A la mi-septembre, plus de 70 collectivités en France avaient sorti le pinceau et la peinture jaune pour tracer des pistes cyclables élargies afin de faire face à la baisse d'offre comme de fréquentation des transports collectifs en temps de pandémie. L'urgence a fonctionné comme une révélation : désormais, 80 % d'entre elles «envisagent de pérenniser au moins une partie des aménagements de transition».
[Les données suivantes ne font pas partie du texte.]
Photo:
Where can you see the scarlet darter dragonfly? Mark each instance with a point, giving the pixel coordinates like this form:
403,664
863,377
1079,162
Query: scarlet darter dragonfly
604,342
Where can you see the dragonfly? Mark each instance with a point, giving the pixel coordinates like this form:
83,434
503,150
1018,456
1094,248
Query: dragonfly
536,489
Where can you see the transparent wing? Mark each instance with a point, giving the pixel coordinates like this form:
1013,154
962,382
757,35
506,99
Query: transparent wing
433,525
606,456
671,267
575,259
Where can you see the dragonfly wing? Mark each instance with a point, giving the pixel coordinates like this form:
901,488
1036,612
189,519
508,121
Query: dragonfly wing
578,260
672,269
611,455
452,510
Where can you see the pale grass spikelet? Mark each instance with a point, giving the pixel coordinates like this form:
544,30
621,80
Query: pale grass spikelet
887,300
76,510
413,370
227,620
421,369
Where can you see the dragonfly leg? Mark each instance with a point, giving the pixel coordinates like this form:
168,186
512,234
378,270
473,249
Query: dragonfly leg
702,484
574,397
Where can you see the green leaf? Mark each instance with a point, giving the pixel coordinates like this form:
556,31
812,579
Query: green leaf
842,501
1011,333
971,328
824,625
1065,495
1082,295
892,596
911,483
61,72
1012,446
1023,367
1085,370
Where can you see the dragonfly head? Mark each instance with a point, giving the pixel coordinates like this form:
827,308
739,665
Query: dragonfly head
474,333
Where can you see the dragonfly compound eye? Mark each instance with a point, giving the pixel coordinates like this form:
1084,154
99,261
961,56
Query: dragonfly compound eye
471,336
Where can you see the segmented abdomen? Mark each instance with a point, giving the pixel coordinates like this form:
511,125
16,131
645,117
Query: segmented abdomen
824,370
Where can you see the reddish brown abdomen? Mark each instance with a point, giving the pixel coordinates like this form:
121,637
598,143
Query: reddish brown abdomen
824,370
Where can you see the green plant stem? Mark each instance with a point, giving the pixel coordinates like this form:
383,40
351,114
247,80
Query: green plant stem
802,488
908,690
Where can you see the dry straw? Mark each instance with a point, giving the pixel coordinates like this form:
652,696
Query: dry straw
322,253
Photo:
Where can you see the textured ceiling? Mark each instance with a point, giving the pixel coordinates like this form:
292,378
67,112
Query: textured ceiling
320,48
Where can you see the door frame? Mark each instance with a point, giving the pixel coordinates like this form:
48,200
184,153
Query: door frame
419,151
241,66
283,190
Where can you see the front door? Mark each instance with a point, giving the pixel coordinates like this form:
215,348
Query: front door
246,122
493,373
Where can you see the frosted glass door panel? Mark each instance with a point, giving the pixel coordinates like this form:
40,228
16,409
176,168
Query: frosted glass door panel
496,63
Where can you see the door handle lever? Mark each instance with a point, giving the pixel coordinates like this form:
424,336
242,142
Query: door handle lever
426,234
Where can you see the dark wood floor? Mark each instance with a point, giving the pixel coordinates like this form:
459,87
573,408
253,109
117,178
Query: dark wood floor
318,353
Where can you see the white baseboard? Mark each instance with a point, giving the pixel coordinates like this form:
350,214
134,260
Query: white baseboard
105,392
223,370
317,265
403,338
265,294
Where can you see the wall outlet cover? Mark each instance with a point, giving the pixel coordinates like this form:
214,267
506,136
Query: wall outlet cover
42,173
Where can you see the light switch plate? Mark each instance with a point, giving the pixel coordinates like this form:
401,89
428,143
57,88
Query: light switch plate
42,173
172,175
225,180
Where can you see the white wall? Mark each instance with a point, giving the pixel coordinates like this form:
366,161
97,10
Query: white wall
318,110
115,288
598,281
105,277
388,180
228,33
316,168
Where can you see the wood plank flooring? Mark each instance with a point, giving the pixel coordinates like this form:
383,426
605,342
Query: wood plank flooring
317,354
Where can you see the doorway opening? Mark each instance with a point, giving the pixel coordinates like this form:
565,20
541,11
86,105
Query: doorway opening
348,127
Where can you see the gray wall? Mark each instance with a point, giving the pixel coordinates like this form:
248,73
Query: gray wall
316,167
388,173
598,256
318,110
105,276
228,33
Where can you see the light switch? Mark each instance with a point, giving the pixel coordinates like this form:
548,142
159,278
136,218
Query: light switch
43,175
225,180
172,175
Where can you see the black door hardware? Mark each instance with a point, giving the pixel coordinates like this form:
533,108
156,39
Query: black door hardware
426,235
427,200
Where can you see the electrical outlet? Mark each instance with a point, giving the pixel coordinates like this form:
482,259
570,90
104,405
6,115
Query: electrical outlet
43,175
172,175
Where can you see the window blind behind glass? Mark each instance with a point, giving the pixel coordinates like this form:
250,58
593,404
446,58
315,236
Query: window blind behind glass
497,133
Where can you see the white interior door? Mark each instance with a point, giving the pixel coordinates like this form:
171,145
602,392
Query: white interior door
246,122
L’essayer, c’est l’adopter
Ce constat figure dans le deuxième volet de l'étude que le Club des villes cyclables a lancée dès la fin du confinement à la demande du ministère de la Transition écologique. L'idée était de «recueillir et stimuler toutes les initiatives des collectivités pour la mise en place d'aménagements cyclables de transition», dont ces voies élargies tracées en une nuit, vite baptisées «Coronapistes». 58 communes et 38 intercommunalités ont répondu.
Ce que montre l'étude, c'est que «l'urbanisme tactique», cette façon d'essayer, de tester et éventuellement de corriger un dispositif, est plébiscité. Parmi les 105 collectivités ayant répondu à l'étude, neuf sur dix estiment qu'il a permis «de préfigurer un aménagement afin d'en affiner sa conception avant de passer à sa réalisation définitive». Mieux, il a aidé à convaincre les hésitants et à surmonter certains blocages politiques. L'essayer, c'est l'adopter.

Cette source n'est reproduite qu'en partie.